I once worked for a brilliant leader… whose mother tongue wasn’t English. To my horror, I discovered that he didn’t always understand every word that I spoke or wrote. With increased diversity and a more global business environment, expect this to happen more and more frequently.
The challenge selling a concept to a non-fluent person is that if they do not fully understand you, they will not buy your ideas. And if they don’t buy your ideas, they won’t buy you: a critical issue if you are looking to sell yourself into a promotion, a special project, or a new job.
The problem is compounded by the fear of embarrassment; very few people in positions of authority are keen to admit a lack of understanding. They reason that this could be interpreted (by you) as a lack of intellect or a lack of business acumen.
So how do you make sure that your message is heard – and understood? Keep these points in mind:
- Understanding is in the mind of the recipient, not the speaker.
- Use simple grammar. (I could have said “Simplify the grammatical constructs used”.)
- Use shorter words when possible.
- Use contextual clues to reinforce meaning.
- Avoid using idioms and unclear expressions.
- Give examples for key points, and explain concepts a second time using different word choices.
- Follow-up a conversation with a memo. (They can discretely look up unfamiliar words.)
- Don’t speak louder to them. They hear your words quite well – they may just not understand them.
- Speak at a measured, “average” pace. If you speak too slowly, you will seem patronizing.

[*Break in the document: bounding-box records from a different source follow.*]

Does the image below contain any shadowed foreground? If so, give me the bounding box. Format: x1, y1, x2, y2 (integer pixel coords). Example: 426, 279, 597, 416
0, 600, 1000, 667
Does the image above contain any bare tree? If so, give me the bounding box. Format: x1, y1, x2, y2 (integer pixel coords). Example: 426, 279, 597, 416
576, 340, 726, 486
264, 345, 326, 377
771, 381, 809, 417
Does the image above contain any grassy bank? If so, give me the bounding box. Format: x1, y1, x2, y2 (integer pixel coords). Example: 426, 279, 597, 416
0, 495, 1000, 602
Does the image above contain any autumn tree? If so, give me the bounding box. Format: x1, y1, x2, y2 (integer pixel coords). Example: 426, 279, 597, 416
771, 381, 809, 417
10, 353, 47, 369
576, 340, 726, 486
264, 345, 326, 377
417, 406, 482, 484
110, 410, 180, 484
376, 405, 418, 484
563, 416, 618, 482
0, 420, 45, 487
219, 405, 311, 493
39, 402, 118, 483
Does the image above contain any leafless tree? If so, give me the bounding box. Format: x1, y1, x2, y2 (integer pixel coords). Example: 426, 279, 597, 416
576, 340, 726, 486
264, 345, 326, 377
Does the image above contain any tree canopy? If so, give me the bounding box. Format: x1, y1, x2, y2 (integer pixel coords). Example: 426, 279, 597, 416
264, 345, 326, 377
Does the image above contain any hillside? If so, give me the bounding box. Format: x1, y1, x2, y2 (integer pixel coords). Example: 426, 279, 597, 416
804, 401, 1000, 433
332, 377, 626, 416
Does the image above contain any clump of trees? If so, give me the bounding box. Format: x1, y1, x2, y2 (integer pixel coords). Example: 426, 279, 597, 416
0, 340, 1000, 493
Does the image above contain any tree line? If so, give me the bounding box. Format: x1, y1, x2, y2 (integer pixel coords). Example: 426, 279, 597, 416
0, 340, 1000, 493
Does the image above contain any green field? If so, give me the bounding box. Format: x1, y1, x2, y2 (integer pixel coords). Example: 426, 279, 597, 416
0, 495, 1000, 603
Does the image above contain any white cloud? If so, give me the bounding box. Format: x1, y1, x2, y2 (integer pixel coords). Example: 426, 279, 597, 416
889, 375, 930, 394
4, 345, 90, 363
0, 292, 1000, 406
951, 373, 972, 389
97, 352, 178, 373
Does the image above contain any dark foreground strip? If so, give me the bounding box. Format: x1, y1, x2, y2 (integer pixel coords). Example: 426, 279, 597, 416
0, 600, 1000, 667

- Don’t mistake your cultural clues for theirs. For example, nodding or saying yes may only indicate that your words were received – but the words may not be understood. And if this is the case, saying yes has nothing to do with gaining agreement.
- Don’t assume that because someone has an accent that they aren’t as fluent as you; they may be.
The value of simple communications is that your message will be better understood by everyone – whether their mother tongue is yours or not. This is true when speaking to your manager, your peers, or your subordinates. It is also true when speaking to suppliers, customers, and partners.
This week’s action item: Go through some of your writing: a proposal, an informal email, and perhaps your resume. Then make it more understandable by checking it against the list. Use the same guidelines for your next presentation or interview.